The same official said that there are two conditions for covering any gap in funding that may emerge from mid-2014 after the disbursement of the last installment of the bailout. The first is the completion of an assessment by the inspectors of the troika – i.e. the European Commission, the European Central Bank and the International Monetary Fund – and the approval of the 2014 budget in order to determine the precise size of the funding gap. The second is the completion of ongoing stress tests on local banks in order to establish whether they will need any additional funding to strengthen their capital or whether there will be some funds left over from the 50 billion euros set aside for the Hellenic Financial Stability Fund (HFSF).

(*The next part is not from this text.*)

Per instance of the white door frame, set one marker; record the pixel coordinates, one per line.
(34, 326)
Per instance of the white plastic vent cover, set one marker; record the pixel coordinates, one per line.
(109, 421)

The key date ahead is December 9, when the Eurogroup council of eurozone finance ministers convenes in Brussels, though the same official predicted some “interesting discussions” regarding Greece in the two Eurogroup meetings scheduled for next month.
The same source told reporters that the execution of the Eurogroup decision last November for a lightening of the Greek debt once the country produces a primary surplus has been postponed until after April 2014, as “that is when Eurostat will confirm whether the 2013 budget has closed with a primary surplus.”
Next Monday’s Eurogroup meeting in Luxembourg is therefore not expected to produce any significant decisions on Greece. The green light for the disbursement of the remainder of the July tranche, amounting to 1 billion euros, will not be given by the Euro Working Group unless Athens has previously fulfilled all the prior actions required.
“The heads of the troika’s inspection teams will only return to Athens once Greece’s compliance has been evaluated at a technical level,” the same senior EU official stated.